’t Begin van de Drachtstervaart

Ik ga nog maar even verder met foto’s van mooie of bijzondere plekjes in en rond Drachten. Bevonden we ons de afgelopen dagen bij het Zuiderend en de Zuiderdwarsvaart, we gaan nu naar het uiterste westen van Drachten. De foto hieronder is gemaakt in oostelijke richting vanaf de brug in de Werf bij het Buitenstvallaat (Google Maps). Aan de horizon ligt 3,5 km verderop het centrum van Drachten …

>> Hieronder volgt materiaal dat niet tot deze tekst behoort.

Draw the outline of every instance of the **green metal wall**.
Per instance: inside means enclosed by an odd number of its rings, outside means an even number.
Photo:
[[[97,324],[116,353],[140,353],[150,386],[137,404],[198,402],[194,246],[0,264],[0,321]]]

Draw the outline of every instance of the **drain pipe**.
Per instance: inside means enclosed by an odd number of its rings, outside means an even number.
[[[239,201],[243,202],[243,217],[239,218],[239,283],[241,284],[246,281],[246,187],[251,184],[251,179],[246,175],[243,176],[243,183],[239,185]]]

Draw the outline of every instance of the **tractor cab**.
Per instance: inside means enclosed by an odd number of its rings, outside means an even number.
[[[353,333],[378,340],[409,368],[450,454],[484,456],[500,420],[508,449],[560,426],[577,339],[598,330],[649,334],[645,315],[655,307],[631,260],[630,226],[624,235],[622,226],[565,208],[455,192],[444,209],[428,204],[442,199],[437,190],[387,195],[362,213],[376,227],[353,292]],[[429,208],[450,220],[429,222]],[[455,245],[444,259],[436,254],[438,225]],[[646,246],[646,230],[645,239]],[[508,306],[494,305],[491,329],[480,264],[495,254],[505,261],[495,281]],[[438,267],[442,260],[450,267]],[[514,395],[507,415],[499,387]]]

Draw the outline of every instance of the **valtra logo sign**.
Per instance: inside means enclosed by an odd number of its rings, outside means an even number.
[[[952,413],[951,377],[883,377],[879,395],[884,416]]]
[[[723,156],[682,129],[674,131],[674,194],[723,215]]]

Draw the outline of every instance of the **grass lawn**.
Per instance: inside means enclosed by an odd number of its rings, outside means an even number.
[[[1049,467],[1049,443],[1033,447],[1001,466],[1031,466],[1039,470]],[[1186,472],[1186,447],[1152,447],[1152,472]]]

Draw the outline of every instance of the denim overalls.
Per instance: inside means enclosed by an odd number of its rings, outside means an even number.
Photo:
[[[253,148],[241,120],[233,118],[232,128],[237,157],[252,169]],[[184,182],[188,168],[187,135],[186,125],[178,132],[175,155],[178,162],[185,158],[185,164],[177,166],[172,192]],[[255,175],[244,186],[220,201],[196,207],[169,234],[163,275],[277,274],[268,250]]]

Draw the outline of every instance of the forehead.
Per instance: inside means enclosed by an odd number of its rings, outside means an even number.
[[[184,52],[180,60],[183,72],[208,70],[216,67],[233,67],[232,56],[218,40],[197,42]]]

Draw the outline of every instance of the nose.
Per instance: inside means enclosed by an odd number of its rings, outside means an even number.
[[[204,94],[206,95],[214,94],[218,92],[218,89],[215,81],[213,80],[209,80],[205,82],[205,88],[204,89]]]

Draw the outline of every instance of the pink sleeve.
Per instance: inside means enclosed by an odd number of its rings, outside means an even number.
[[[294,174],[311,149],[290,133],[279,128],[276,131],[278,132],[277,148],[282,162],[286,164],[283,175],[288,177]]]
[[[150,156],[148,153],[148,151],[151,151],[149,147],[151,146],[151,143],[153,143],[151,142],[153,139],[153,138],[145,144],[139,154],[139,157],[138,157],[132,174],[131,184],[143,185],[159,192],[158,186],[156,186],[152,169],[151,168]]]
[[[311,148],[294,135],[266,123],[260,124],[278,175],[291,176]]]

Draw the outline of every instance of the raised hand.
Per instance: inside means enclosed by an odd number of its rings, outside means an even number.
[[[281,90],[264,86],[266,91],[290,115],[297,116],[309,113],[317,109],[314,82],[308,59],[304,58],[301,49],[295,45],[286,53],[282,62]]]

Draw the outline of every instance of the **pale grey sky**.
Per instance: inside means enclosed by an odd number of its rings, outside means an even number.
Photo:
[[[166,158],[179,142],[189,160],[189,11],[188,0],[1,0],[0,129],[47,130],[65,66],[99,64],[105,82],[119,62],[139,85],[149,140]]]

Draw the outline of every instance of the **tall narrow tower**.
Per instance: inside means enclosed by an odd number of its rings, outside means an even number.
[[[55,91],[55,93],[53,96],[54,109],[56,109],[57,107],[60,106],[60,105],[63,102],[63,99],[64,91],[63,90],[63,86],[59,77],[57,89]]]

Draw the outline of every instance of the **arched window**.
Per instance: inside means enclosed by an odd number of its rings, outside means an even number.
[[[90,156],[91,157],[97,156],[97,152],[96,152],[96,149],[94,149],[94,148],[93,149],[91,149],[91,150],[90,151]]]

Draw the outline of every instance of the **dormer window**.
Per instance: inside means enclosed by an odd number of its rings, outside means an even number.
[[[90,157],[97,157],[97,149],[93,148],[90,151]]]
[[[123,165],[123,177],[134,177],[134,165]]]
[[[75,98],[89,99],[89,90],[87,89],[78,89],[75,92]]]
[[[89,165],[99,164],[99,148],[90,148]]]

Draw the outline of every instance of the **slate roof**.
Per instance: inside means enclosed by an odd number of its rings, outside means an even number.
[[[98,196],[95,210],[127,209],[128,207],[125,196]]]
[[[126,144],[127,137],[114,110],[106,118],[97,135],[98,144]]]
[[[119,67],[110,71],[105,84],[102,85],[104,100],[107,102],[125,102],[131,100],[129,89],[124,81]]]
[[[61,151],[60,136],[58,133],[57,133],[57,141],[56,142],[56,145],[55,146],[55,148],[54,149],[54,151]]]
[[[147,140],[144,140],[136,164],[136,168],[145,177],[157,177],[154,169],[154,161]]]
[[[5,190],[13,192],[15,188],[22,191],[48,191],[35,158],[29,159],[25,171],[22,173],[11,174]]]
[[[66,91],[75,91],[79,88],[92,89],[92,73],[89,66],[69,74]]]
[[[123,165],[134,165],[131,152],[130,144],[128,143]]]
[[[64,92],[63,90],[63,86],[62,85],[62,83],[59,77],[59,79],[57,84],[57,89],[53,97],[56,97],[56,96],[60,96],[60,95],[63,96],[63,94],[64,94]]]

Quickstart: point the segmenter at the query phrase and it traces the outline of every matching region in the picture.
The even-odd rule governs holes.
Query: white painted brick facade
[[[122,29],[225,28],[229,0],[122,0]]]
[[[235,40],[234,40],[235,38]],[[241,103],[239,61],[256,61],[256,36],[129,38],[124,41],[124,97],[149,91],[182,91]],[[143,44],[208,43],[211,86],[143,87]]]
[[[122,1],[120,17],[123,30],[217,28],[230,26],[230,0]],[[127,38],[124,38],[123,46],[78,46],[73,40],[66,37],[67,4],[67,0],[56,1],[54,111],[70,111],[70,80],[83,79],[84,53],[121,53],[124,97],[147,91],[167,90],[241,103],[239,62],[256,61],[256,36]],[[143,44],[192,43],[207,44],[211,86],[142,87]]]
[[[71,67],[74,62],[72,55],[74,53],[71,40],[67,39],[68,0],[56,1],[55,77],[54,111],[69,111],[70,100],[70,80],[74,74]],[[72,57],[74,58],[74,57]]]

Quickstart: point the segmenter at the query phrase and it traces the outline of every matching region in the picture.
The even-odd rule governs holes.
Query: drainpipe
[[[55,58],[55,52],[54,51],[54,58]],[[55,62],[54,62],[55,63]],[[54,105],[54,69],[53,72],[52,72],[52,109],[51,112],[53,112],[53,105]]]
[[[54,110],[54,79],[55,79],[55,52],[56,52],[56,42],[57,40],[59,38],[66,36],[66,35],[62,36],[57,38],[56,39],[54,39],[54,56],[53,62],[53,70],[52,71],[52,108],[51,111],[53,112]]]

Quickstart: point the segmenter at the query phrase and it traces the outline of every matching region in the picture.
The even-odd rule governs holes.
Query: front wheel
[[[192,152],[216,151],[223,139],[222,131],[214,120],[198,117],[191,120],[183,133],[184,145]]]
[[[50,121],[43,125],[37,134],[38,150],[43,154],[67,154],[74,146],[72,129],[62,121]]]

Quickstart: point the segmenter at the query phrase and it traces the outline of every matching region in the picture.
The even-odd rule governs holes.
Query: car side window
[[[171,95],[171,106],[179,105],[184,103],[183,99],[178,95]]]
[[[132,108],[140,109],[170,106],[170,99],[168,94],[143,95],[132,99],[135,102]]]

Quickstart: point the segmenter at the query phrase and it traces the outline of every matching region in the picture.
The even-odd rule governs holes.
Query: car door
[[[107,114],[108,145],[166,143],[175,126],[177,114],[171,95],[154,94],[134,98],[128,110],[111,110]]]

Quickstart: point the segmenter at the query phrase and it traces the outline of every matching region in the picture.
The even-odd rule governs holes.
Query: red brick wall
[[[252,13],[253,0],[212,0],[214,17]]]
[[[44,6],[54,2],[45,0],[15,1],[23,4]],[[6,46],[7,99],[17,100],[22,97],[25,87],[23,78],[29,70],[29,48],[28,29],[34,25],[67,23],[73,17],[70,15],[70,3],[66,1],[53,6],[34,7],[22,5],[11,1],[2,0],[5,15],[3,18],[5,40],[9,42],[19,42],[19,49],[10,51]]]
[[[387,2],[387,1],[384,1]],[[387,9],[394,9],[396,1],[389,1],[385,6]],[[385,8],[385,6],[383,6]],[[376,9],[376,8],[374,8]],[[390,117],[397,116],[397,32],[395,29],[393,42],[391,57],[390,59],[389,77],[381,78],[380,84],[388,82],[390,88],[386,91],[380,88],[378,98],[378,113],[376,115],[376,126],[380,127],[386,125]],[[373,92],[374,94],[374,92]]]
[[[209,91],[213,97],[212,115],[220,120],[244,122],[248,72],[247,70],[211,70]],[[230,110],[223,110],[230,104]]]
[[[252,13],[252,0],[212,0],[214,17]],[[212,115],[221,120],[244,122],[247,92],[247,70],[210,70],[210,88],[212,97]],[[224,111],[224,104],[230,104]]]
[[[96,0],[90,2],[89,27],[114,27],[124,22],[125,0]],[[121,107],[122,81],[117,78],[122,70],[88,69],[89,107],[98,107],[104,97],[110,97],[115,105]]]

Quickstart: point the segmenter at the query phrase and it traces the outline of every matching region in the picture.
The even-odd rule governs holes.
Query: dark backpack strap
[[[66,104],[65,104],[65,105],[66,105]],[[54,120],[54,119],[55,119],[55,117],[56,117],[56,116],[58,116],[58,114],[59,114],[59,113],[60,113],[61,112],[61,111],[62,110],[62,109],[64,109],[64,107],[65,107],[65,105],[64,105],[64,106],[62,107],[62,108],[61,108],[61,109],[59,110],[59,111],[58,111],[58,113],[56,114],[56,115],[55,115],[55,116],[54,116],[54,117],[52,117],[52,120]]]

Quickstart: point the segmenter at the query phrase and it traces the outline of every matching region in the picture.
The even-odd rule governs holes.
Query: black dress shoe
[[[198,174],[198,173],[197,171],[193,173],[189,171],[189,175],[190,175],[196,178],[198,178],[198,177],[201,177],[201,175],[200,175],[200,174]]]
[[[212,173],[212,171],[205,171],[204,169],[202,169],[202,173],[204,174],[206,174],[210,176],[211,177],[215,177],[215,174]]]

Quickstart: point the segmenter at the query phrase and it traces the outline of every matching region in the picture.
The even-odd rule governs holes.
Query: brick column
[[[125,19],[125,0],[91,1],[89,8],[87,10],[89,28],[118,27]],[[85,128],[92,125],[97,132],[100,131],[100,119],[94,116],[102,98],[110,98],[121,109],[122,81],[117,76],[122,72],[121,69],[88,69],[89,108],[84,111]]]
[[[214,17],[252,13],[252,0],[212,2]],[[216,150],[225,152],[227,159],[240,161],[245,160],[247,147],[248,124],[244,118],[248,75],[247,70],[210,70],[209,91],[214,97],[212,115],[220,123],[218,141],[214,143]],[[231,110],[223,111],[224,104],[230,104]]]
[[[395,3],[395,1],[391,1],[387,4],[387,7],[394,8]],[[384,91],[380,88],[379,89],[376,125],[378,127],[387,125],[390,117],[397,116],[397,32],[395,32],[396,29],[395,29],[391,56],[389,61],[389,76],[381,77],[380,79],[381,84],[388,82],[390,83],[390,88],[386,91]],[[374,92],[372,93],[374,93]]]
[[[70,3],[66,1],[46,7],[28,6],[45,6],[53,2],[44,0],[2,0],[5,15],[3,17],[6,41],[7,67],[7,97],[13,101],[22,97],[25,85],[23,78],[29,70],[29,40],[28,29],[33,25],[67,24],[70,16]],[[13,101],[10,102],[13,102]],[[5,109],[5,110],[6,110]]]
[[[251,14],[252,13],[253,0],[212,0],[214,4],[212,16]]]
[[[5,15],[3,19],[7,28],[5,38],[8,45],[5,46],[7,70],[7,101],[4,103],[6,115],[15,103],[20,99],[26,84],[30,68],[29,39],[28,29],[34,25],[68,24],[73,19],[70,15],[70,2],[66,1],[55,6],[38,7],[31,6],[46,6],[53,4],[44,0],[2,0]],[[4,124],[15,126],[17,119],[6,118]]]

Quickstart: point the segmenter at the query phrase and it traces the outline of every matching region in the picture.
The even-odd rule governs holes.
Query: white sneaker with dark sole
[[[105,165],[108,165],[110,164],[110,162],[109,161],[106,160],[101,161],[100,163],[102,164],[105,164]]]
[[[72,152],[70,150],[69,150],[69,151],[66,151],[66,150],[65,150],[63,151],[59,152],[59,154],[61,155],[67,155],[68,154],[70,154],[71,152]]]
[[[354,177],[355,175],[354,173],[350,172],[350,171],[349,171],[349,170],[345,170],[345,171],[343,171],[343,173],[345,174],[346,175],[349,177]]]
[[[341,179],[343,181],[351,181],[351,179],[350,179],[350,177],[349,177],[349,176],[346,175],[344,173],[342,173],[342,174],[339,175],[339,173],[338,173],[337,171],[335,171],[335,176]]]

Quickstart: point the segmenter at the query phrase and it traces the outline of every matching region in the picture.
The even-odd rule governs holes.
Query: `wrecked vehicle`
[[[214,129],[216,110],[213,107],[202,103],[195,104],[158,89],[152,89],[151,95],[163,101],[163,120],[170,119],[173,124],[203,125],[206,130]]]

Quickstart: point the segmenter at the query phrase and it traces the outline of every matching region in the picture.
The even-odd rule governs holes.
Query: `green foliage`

Enkele dagen geleden schreef ik in het logje ‘Bij de Forten’ al dat de basis voor het huidige Drachten ligt bij het graven van de Drachtstervaart en de beide Dwarsvaarten. De omgeving van Noorder en Zuider Dragten bestond uit veen. Van dit veen werd turf gemaakt en dat werd door heel Nederland vervoerd. De beste manier om het te vervoeren was via het water, maar dat was via natuurlijke waterwegen moeilijk te realiseren. Daarom werd in 1641 begonnen met het uitgraven van een vaart: de Drachtstervaart, voluit: de Drachtster Compagnonsvaart

De vaart mocht beginnend bij Buitenstvallaat worden uitgegraven door Passchier Hendriks Bolleman, een koopman uit Den Haag. Voor het graven van de vaart werden naar verluidt 800 arbeiders tewerkgesteld. Dat de twee dorpjes na het graven van de vaart snel naar elkaar toe groeiden, blijkt wel uit het feit dat er bij de brug in Drachten al rond 1643 een school was gebouwd …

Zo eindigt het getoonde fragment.